In grote houtverwerkende bedrijven worden rechthoekige houten tegels en gevelbekledingstegels vaak gemaakt van afval van normale productie (fig. 14).
Sl. 14 Houten dakpannen voor dakbedekking en gevelbekleding
Ze moeten de volgende afmetingen hebben: lengte (L) niet minder dan 400 en niet meer dan 600 mm, met stappen van 50 mm; breedte (B) minimaal 70 mm; dikte van een voorhoofd (h1) - 13 mm, andereh2) - 3 mm. De toelaatbare afwijkingen van de lineaire afmetingen mogen niet groter zijn dan ± 5 mm lang en ± 1 mm dik.
Deze tegels zijn gemaakt van grenen, sparren, sparren, ceder en lariks.
Volgens de kwaliteit van hout en de verwerking ervan, heeft houttegel drie klassen:ik,IIEnIII. Hun luchtvochtigheid mag niet hoger zijn dan 25%. Uiktegelklassen staan geen harde knopen toe die samen met hout of blauw zijn gegroeid. Stijfheid, onregelmatige vezelstroom, draaien, harszakken, dunne scheurtjes tot 50 mm lang op een dunner voorhoofd zijn toegestaan.
Sl. 15. Houten pannendakbedekking: a - tweelaags, b - drielaags
UIIEnIIIklassen zijn toegestaan gezonde gesmolten knopen tot 3 stuks tot 20 mm groot, dunne scheuren tot 50 mm lang, kneuzingen in de vorm van individuele vlekken, rimpelingen, onregelmatige stroom van vezels, draaien en harszakken.
Sl. 16 betegelde muren; a - verticale doorsnede, b - gevel, c - basis, 1 - rand, 2 - vulling, 3 - geïmpregneerd karton, 4 - tegels
Volgens de kwaliteit van de houtverwerking is in geen enkele klasse een scherp of stomp verwerkt onderdeel toegestaan, evenals inkepingen, gescheurde plaatsen en deuken op het oppervlak van het gezicht. Hellinglijn van ringen voorikklasse mag niet minder zijn dan 60Over, en voorIIEnIII- vanaf 30Over. Tegels worden berekend in m2.

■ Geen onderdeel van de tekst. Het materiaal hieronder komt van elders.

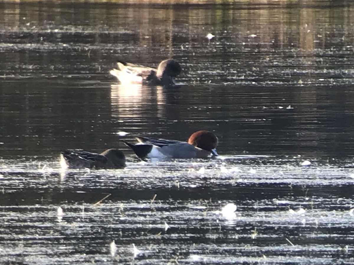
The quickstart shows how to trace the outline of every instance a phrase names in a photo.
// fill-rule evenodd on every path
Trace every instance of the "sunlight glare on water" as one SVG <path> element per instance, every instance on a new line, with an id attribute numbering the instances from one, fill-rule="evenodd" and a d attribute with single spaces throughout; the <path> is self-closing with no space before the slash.
<path id="1" fill-rule="evenodd" d="M 3 3 L 0 260 L 354 262 L 353 5 L 209 4 Z M 168 58 L 173 87 L 109 73 Z M 142 161 L 121 141 L 200 129 L 219 157 Z M 125 169 L 59 167 L 113 148 Z"/>

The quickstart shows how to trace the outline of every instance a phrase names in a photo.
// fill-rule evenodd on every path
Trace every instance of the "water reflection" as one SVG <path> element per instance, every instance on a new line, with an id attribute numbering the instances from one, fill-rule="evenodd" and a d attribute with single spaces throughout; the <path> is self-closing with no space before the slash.
<path id="1" fill-rule="evenodd" d="M 350 263 L 353 5 L 259 4 L 2 3 L 0 259 Z M 171 89 L 108 73 L 172 57 Z M 200 129 L 222 159 L 142 163 L 119 143 Z M 63 149 L 113 147 L 126 169 L 59 169 Z"/>

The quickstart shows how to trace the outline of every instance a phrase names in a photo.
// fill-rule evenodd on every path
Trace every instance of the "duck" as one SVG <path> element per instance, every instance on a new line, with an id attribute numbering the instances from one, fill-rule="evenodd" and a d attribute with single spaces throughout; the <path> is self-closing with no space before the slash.
<path id="1" fill-rule="evenodd" d="M 63 169 L 122 169 L 125 156 L 121 150 L 112 148 L 101 154 L 78 149 L 60 152 L 60 164 Z"/>
<path id="2" fill-rule="evenodd" d="M 200 130 L 193 132 L 188 142 L 135 136 L 136 144 L 121 140 L 141 158 L 205 158 L 218 155 L 218 137 L 212 132 Z"/>
<path id="3" fill-rule="evenodd" d="M 113 69 L 109 73 L 125 84 L 175 85 L 175 78 L 182 71 L 179 64 L 173 59 L 164 60 L 157 69 L 121 61 L 117 62 L 117 65 L 118 69 Z"/>

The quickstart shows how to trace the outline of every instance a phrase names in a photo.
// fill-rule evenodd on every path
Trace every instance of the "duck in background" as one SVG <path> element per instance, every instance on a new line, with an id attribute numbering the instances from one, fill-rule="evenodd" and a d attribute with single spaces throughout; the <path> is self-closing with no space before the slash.
<path id="1" fill-rule="evenodd" d="M 139 142 L 136 144 L 122 141 L 142 158 L 204 158 L 211 154 L 214 156 L 218 155 L 216 150 L 218 137 L 209 131 L 202 130 L 193 133 L 188 142 L 152 137 L 135 137 Z"/>
<path id="2" fill-rule="evenodd" d="M 79 149 L 67 149 L 60 153 L 60 165 L 65 169 L 122 169 L 125 156 L 118 149 L 108 149 L 97 154 Z"/>
<path id="3" fill-rule="evenodd" d="M 179 64 L 173 59 L 162 61 L 157 69 L 120 61 L 117 65 L 118 69 L 113 69 L 109 73 L 125 84 L 175 85 L 175 78 L 182 71 Z"/>

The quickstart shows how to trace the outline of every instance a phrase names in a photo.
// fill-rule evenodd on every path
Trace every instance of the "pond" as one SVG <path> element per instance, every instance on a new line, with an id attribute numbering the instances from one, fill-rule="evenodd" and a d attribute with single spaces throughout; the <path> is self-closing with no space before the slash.
<path id="1" fill-rule="evenodd" d="M 1 5 L 0 260 L 354 262 L 352 3 Z M 173 87 L 109 73 L 168 58 Z M 219 156 L 143 161 L 121 141 L 199 129 Z M 60 167 L 111 148 L 124 169 Z"/>

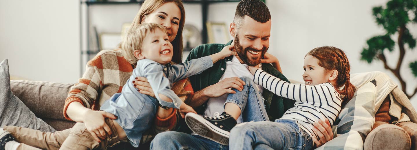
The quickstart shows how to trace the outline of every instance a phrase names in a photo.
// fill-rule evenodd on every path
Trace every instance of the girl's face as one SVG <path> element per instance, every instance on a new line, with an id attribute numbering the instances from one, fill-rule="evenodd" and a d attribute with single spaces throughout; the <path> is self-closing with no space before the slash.
<path id="1" fill-rule="evenodd" d="M 179 27 L 181 12 L 173 2 L 167 2 L 152 13 L 143 17 L 142 22 L 160 24 L 166 28 L 168 38 L 172 42 L 177 36 Z"/>
<path id="2" fill-rule="evenodd" d="M 330 71 L 326 71 L 324 68 L 319 65 L 319 59 L 316 57 L 310 55 L 304 57 L 304 68 L 303 79 L 306 85 L 312 86 L 330 82 Z"/>

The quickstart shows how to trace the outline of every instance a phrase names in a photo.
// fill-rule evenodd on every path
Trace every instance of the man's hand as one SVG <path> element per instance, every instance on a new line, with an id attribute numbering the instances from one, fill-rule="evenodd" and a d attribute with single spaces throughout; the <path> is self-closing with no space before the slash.
<path id="1" fill-rule="evenodd" d="M 329 119 L 326 119 L 323 121 L 319 119 L 318 123 L 315 122 L 313 123 L 313 130 L 316 132 L 317 136 L 320 138 L 320 140 L 317 140 L 314 136 L 313 137 L 313 141 L 314 142 L 317 147 L 318 148 L 323 145 L 329 141 L 333 139 L 333 133 L 332 130 L 332 126 Z"/>
<path id="2" fill-rule="evenodd" d="M 230 89 L 231 88 L 242 91 L 243 86 L 245 84 L 245 82 L 237 77 L 228 78 L 203 89 L 203 93 L 209 98 L 218 98 L 226 93 L 236 93 L 234 91 Z"/>
<path id="3" fill-rule="evenodd" d="M 192 107 L 186 104 L 185 103 L 183 103 L 181 104 L 181 106 L 180 106 L 180 109 L 178 111 L 182 118 L 185 117 L 185 114 L 188 113 L 193 113 L 197 114 L 197 112 L 194 110 L 194 109 L 193 109 Z"/>
<path id="4" fill-rule="evenodd" d="M 111 113 L 93 110 L 86 112 L 84 116 L 83 122 L 87 130 L 98 143 L 101 142 L 99 138 L 104 140 L 112 134 L 111 130 L 104 121 L 104 119 L 106 118 L 111 119 L 117 118 L 117 117 Z"/>
<path id="5" fill-rule="evenodd" d="M 252 74 L 252 75 L 255 75 L 255 72 L 256 71 L 256 70 L 258 70 L 259 68 L 259 64 L 258 64 L 257 65 L 255 66 L 248 66 L 248 67 L 249 68 L 249 71 L 251 72 L 251 74 Z"/>

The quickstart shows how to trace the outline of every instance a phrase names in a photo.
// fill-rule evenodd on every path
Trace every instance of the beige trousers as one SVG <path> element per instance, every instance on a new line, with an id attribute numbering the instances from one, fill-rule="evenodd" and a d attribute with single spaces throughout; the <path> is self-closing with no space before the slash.
<path id="1" fill-rule="evenodd" d="M 15 126 L 5 126 L 18 142 L 22 143 L 18 150 L 105 150 L 120 142 L 112 120 L 106 118 L 112 130 L 111 138 L 99 143 L 87 130 L 83 123 L 77 123 L 71 128 L 54 133 Z"/>

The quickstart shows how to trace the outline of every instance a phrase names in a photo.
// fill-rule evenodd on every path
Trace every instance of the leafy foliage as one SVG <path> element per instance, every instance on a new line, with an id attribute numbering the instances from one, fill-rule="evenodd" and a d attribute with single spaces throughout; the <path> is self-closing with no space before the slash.
<path id="1" fill-rule="evenodd" d="M 405 92 L 406 84 L 400 74 L 399 69 L 405 56 L 406 49 L 411 50 L 416 47 L 417 40 L 407 29 L 407 25 L 417 23 L 417 0 L 391 0 L 386 6 L 372 8 L 372 12 L 377 24 L 383 27 L 386 32 L 384 35 L 372 37 L 367 40 L 367 46 L 364 47 L 361 52 L 361 59 L 368 63 L 375 59 L 381 60 L 384 68 L 399 79 L 402 89 Z M 397 38 L 396 40 L 391 39 L 395 37 Z M 392 68 L 387 65 L 384 51 L 387 50 L 392 52 L 396 44 L 399 49 L 399 57 L 395 68 Z M 406 47 L 405 46 L 408 47 Z M 417 77 L 417 61 L 410 63 L 409 66 L 414 76 Z M 417 88 L 411 94 L 405 93 L 409 98 L 416 93 Z"/>
<path id="2" fill-rule="evenodd" d="M 417 61 L 410 63 L 409 66 L 414 76 L 417 77 Z"/>

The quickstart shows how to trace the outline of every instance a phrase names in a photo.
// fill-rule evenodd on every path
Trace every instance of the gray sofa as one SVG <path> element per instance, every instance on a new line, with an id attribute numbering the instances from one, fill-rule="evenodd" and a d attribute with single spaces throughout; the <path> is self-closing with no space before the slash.
<path id="1" fill-rule="evenodd" d="M 57 130 L 71 128 L 75 124 L 65 119 L 63 113 L 67 94 L 73 84 L 25 80 L 11 80 L 10 84 L 13 94 L 37 117 Z M 382 113 L 383 111 L 379 110 L 377 113 Z M 377 122 L 366 139 L 364 148 L 366 150 L 417 150 L 416 131 L 417 124 L 411 122 L 401 123 L 397 125 Z M 131 146 L 128 148 L 126 148 L 126 145 L 123 146 L 124 148 L 132 148 Z"/>

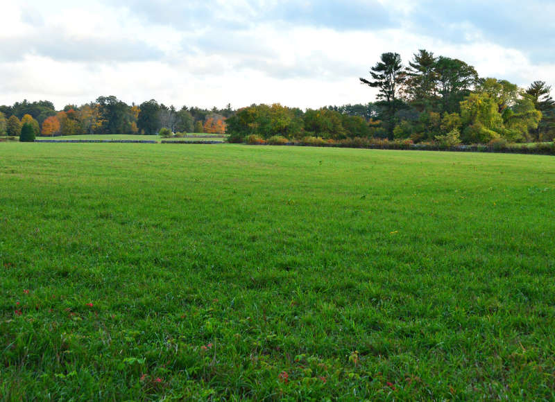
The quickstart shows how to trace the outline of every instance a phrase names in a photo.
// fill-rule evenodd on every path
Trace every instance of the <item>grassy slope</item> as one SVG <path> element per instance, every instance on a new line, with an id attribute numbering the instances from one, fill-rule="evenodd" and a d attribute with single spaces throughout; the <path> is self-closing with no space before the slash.
<path id="1" fill-rule="evenodd" d="M 541 156 L 0 144 L 0 395 L 553 399 L 554 177 Z"/>

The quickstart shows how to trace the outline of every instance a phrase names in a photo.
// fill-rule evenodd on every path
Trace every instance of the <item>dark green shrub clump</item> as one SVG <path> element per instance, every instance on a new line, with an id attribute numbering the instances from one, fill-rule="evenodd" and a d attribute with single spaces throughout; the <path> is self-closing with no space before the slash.
<path id="1" fill-rule="evenodd" d="M 169 138 L 171 137 L 171 130 L 169 128 L 166 128 L 165 127 L 160 128 L 160 132 L 158 132 L 160 136 L 162 138 Z"/>
<path id="2" fill-rule="evenodd" d="M 250 135 L 247 136 L 246 142 L 249 145 L 261 145 L 266 143 L 266 141 L 262 137 L 255 134 L 251 134 Z"/>
<path id="3" fill-rule="evenodd" d="M 266 140 L 270 145 L 285 145 L 289 143 L 289 140 L 282 135 L 274 135 Z"/>
<path id="4" fill-rule="evenodd" d="M 19 135 L 19 142 L 33 142 L 35 141 L 35 130 L 28 123 L 22 127 L 22 134 Z"/>

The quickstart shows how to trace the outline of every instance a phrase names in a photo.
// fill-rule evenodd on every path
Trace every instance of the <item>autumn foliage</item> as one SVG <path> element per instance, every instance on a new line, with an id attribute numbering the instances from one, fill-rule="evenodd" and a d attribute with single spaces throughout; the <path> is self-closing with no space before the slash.
<path id="1" fill-rule="evenodd" d="M 42 123 L 42 135 L 53 135 L 60 132 L 60 121 L 56 116 L 48 117 Z"/>
<path id="2" fill-rule="evenodd" d="M 213 117 L 210 117 L 206 119 L 203 128 L 204 132 L 208 134 L 225 134 L 227 127 L 224 119 L 216 120 Z"/>

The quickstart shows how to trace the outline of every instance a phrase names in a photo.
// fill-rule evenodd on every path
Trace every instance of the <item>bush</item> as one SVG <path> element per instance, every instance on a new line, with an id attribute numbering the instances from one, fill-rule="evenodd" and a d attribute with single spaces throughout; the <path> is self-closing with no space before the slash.
<path id="1" fill-rule="evenodd" d="M 19 142 L 33 142 L 35 141 L 35 129 L 30 123 L 26 123 L 22 127 Z"/>
<path id="2" fill-rule="evenodd" d="M 266 143 L 262 137 L 255 134 L 251 134 L 250 135 L 248 136 L 245 139 L 245 142 L 249 145 L 260 145 Z"/>
<path id="3" fill-rule="evenodd" d="M 461 143 L 461 132 L 458 129 L 454 128 L 445 135 L 436 135 L 436 141 L 444 148 L 456 146 Z"/>
<path id="4" fill-rule="evenodd" d="M 311 146 L 321 146 L 328 143 L 325 139 L 319 137 L 308 136 L 300 139 L 300 143 Z"/>
<path id="5" fill-rule="evenodd" d="M 237 132 L 230 134 L 228 137 L 228 142 L 230 143 L 243 143 L 244 139 L 244 136 Z"/>
<path id="6" fill-rule="evenodd" d="M 171 137 L 171 130 L 169 128 L 164 127 L 160 128 L 160 130 L 158 132 L 158 135 L 162 138 L 169 138 Z"/>
<path id="7" fill-rule="evenodd" d="M 268 138 L 266 142 L 270 145 L 286 145 L 289 143 L 289 140 L 282 135 L 274 135 Z"/>
<path id="8" fill-rule="evenodd" d="M 506 149 L 507 140 L 504 138 L 494 138 L 488 143 L 488 146 L 494 150 L 501 150 Z"/>

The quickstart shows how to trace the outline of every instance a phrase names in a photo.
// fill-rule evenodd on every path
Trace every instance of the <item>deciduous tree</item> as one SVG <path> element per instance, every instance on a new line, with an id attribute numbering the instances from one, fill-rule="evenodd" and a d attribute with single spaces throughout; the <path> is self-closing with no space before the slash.
<path id="1" fill-rule="evenodd" d="M 42 135 L 54 135 L 60 132 L 60 121 L 56 116 L 47 118 L 42 122 Z"/>
<path id="2" fill-rule="evenodd" d="M 8 135 L 13 137 L 19 137 L 22 133 L 22 122 L 17 119 L 15 115 L 12 115 L 8 119 L 8 124 L 6 125 L 6 132 Z"/>
<path id="3" fill-rule="evenodd" d="M 31 125 L 35 137 L 40 133 L 39 122 L 35 120 L 31 114 L 26 114 L 22 118 L 22 128 L 24 124 L 30 124 Z"/>

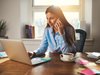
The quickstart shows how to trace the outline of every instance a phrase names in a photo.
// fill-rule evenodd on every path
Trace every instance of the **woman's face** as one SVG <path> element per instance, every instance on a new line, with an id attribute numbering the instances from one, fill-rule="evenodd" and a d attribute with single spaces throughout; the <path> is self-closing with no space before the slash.
<path id="1" fill-rule="evenodd" d="M 54 14 L 48 12 L 46 14 L 46 18 L 47 18 L 47 23 L 50 25 L 50 27 L 54 27 L 56 20 L 58 19 L 57 16 L 55 16 Z"/>

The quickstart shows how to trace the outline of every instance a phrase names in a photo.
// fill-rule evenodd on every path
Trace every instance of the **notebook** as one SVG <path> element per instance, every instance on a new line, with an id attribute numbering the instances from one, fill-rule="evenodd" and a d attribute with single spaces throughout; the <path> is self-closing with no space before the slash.
<path id="1" fill-rule="evenodd" d="M 2 39 L 0 40 L 8 58 L 14 61 L 22 62 L 29 65 L 37 65 L 44 62 L 48 62 L 51 58 L 36 57 L 33 59 L 29 58 L 29 55 L 25 49 L 25 46 L 21 40 L 14 39 Z"/>

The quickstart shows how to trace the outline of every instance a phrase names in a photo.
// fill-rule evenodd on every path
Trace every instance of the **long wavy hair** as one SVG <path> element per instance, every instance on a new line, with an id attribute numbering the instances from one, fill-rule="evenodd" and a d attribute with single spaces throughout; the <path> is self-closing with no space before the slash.
<path id="1" fill-rule="evenodd" d="M 56 15 L 60 19 L 60 21 L 64 25 L 65 41 L 69 46 L 72 46 L 75 42 L 75 30 L 73 26 L 66 20 L 62 10 L 58 6 L 49 6 L 46 9 L 45 14 L 47 14 L 48 12 Z M 46 27 L 50 27 L 50 25 L 47 23 Z"/>

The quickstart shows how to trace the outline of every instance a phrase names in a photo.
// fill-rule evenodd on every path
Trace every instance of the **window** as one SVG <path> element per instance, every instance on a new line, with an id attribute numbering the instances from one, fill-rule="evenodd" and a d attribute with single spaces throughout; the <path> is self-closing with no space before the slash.
<path id="1" fill-rule="evenodd" d="M 80 20 L 83 18 L 82 0 L 33 0 L 32 14 L 35 26 L 35 38 L 41 38 L 46 26 L 45 10 L 50 5 L 61 7 L 66 19 L 73 27 L 80 28 Z"/>

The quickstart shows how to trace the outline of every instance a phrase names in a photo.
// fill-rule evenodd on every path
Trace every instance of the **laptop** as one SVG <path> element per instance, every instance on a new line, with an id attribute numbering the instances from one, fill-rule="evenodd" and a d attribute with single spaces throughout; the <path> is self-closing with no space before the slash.
<path id="1" fill-rule="evenodd" d="M 29 58 L 29 55 L 25 49 L 25 46 L 21 40 L 14 39 L 2 39 L 0 40 L 8 58 L 14 61 L 22 62 L 29 65 L 37 65 L 44 62 L 48 62 L 51 58 L 36 57 Z"/>

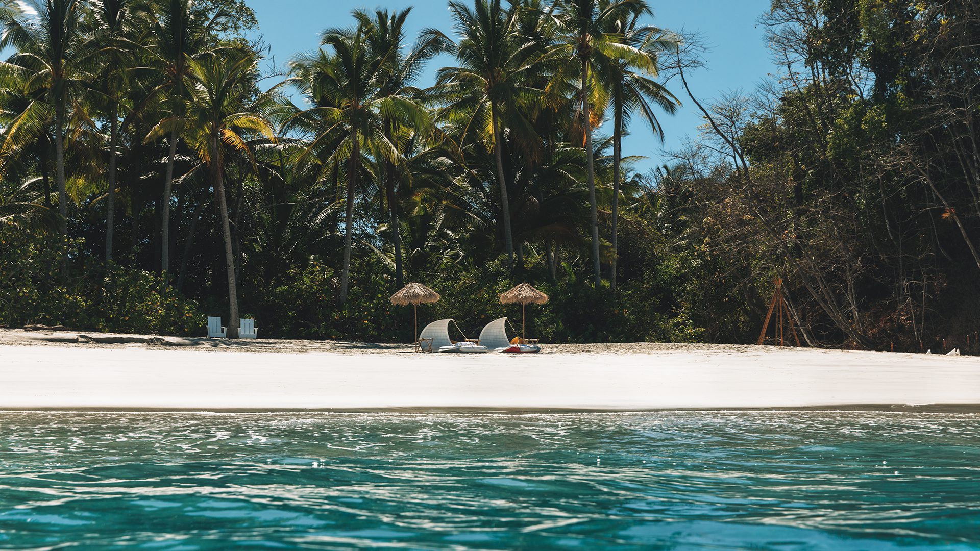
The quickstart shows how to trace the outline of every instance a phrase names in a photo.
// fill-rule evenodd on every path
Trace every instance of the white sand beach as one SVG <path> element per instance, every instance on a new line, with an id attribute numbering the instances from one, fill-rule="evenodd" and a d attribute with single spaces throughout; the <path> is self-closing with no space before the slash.
<path id="1" fill-rule="evenodd" d="M 49 336 L 58 336 L 59 333 Z M 33 336 L 33 338 L 32 338 Z M 980 411 L 980 358 L 721 345 L 527 355 L 411 346 L 0 338 L 0 409 L 592 410 L 946 405 Z M 54 340 L 58 340 L 55 338 Z M 208 348 L 207 346 L 219 348 Z M 618 348 L 618 349 L 617 349 Z M 576 353 L 577 352 L 577 353 Z"/>

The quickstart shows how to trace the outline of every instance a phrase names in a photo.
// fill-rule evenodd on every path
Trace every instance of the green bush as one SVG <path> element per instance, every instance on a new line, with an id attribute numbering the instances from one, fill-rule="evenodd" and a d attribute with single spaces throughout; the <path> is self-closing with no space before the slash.
<path id="1" fill-rule="evenodd" d="M 197 303 L 159 275 L 105 266 L 57 237 L 0 229 L 0 326 L 28 324 L 156 334 L 204 334 Z"/>

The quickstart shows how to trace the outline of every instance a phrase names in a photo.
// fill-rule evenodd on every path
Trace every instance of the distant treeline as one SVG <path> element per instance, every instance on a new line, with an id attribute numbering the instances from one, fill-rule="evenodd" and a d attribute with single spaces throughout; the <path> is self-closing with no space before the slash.
<path id="1" fill-rule="evenodd" d="M 526 280 L 552 341 L 753 342 L 783 277 L 810 344 L 967 348 L 970 0 L 776 1 L 781 73 L 714 99 L 644 1 L 449 8 L 356 11 L 280 71 L 241 0 L 0 0 L 0 324 L 408 340 L 405 282 L 475 332 Z M 681 103 L 701 134 L 637 173 L 622 135 Z"/>

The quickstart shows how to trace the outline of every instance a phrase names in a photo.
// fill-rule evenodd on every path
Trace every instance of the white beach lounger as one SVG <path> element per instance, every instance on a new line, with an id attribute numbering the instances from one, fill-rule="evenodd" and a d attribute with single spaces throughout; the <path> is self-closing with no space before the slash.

Fysische en mechanische eigenschappen van hardboard
Indicatoren | Maateenheid | Soorten borden | |||
Isolatie | Isolerend - bekleding | Halfhard | Moeilijk | ||
Volumegewicht | kg / m3 | 250 - 300 | 300 - 400 | 500 - 700 | 800 - 1100 |
Gewicht 1 meter2 borden | kg | 3.0 - 7.5 | 3.0 - 5.0 | 3.0 - 7.5 | 3.0 - 5.5 |
Buigkracht | kg / cm3 | 4 - 9 | 10 - 18 | 20 - 32 | minimaal 150 |
Warmtegeleidingscoëfficiënt (maximum) | cal / m.h graad | 0,047 e meest voorkomende | 0,058 | 0,08 | 0,15 |
Wateropname na 4 uur in water (maximaal) | % | 25 | 15 | 20 | 18 |
Vochtigheid (maximum) | % | 12 | 12 | 10 | 8 - 10 |
Hygroscopiciteit door het houden in een vochtige kamer met 100% vochtigheid voor maximaal 72 uur |
% | 15 | 15 | 12 | 12 |
Om ze langer te laten meegaan, moeten dakpannen worden geïmpregneerd met antiseptica en vlamvertragers. Tegels moeten worden genageld met gegalvaniseerde spijkers. De daken zijn bedekt met houten tegels in twee en drie lagen (fig. 15). In twee lagen - voor woongebouwen, in drie lagen - voor utiliteitsbouw. Tegels worden over een houten lattenbodem gelegd. Het leggen begint met de krans. Elke tegel wordt langs de lengteas aan de basis genageld met twee spijkers met brede koppen. De dikte van de buitenkant is 1,4 - 1,6 mm, hun lengte is 40; 45 of 50 mm.
De bekleding van de muren met houten tegels gebeurt door de tegels rechtstreeks op de muren te spijkeren of op een basis van latten, die is bevestigd aan het houten skelet van de muur (fig. 16). Op 1 m2 dakpannen verbruiken 35 pannen van 600 x 120 mm. wanneer gelegd in twee lagen, en 52 tegels wanneer gelegd in drie lagen.